Tuesday, July 5

Breaking in

The following is an email a friend of mine received after unwilling one of the head writers of a television show I managed to get contact information for. My friend emailed and received a very insightful response. With their permission (and sans any identifiable information) I am posting it here:


How's it going? Yeah, it's a tough gig, breaking in. It took me quite some time to get to a good place. And I had the same thing as you, where I was working production jobs, trying to get a break. And it's rough, because you rarely get free time to open your mind up to being creative.

I wish there was some magical advice I could give on what to do, how to do it and when to carry it all out. But really, it's just this, as far as I am concerned: if you are hyped up to write and want to dedicate your life to it, just stick with it.

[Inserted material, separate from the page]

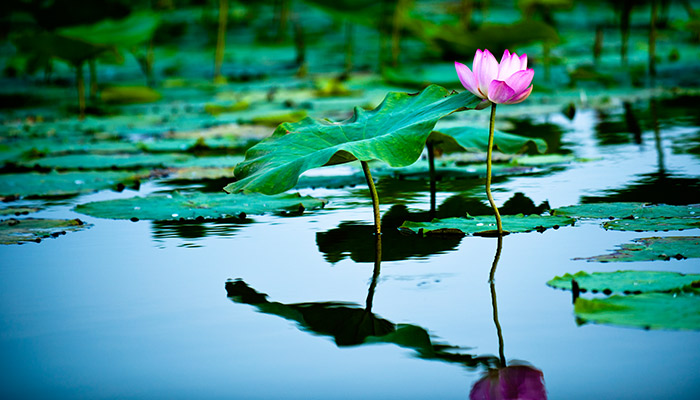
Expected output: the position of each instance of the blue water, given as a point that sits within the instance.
(138, 310)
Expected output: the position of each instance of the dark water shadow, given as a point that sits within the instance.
(353, 325)
(194, 230)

I did, and even though there were times where I was really down and wondered if I would ever get a "real" writing job after doing all my specs and getting rewrites on loser indie films, I just kept going.

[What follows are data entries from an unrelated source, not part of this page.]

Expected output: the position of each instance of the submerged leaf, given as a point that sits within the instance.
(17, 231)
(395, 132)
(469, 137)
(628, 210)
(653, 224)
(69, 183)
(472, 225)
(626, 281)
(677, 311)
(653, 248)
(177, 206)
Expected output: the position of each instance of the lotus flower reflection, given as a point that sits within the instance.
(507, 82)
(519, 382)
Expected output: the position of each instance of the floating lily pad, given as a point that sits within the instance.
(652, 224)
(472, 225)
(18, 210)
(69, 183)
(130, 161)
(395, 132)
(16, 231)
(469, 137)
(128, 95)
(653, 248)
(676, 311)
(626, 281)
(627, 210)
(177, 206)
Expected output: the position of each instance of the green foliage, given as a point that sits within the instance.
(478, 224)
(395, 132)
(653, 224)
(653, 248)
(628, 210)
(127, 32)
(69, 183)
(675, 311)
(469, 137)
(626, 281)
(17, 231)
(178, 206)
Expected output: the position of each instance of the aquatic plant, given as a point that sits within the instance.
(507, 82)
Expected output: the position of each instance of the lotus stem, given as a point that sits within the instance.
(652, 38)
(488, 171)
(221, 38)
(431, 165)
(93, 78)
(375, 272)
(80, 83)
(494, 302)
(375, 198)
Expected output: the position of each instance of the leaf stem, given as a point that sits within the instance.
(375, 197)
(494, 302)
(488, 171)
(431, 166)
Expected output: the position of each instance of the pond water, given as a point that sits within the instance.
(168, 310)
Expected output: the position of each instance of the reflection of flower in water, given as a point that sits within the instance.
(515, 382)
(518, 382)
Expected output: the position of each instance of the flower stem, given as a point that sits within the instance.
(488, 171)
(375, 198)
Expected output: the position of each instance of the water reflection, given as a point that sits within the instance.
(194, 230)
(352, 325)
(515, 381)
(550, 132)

Even though that meant writing at home for awhile, and then taking a job to replenish the bank account, and then writing more, and then working more, I did it. So if you can do that, more power to you.

If you can get a job working with writers, that can really turn out to be a plus in a lot of ways. A lot of writers got their chances to move up by working as an assistant in the writer's office. Myself, included. The trick here is to know when to push yourself as a writer. Because you still have to do a good job, and they don't want to be bothered hearing about your aspirations all the time. But when it works, and they already know you and trust you, then you're in.

In television, a lot of it is getting in with a show runner/exec producer who likes being around you. There are tons of mediocre writers floating around in TV, and I've seen these people rise up. And it's obviously not from their scary talent. People hire writers in TV knowing that they have to spend tons of time in a small room with them, breaking story.

From my experience, you can get into TV writing one of two ways. Working up from an assistant is one of them. The other is, you come in cold. You have an agent pitching you as a new talent, and hope you can get someone to bite.

Agents always want what you haven't written, it seems. So be ready with everything. [Specs such as Six Feet Under, Smallville, Alias, The Sopranos and West Wing] might be considered old by now, in the agent world, because that was the hot spec show a few years ago. Now it's The Shield or Nip/Tuck, Lost or Desperate Housewives. And the agent would also probably suggest that you have a ... script [in the same style as the show you want to write for]. And also an original pilot. Sometimes a one-act play would be good to have, or a short story that shows your "voice."

Once you have what the agent needs to sell you, then it's very helpful. Staff writer positions are hard to come by..... So if you know anyone at all in the business, and can hit them up, you should. Agents won't deal with you unless you have a referral.

Well, I don't know if I've helped you at all. Feel free to e-mail me any specific questions you have, and if I can guide you, I will...

Best of luck,



Jessica said...

This blog might be of interest to you: Screenwriter Bones

Philip Morton said...

Hi, I'm the screenwriter bones guy. Thanks for coming by, I like your blog too. Come by again, let me know if the workshop thing is for you!

John Donald Carlucci said...

It is kind of amazing trying to keep track of the various pieces of advice floating around. I gave up on asking advice on how to break in years ago. I've read so many stories and so many books that point out the fact that there are numerous ways to break into the business.

Asking how to break in is like reading up on diets. There are two factors: drink water and exercise. The three factors I see for screen writing are write, read screenplays, and send material. Anything else that happens should be taken advantage of quickly.


American Knight said...

I've heard numerous stories and variations of stories and the most common factor is keeping at it, grinding at the stone, if you will. A professor at my graduate school once said that getting into film/tv isn't a quick fifty yard dash, it's a marathon.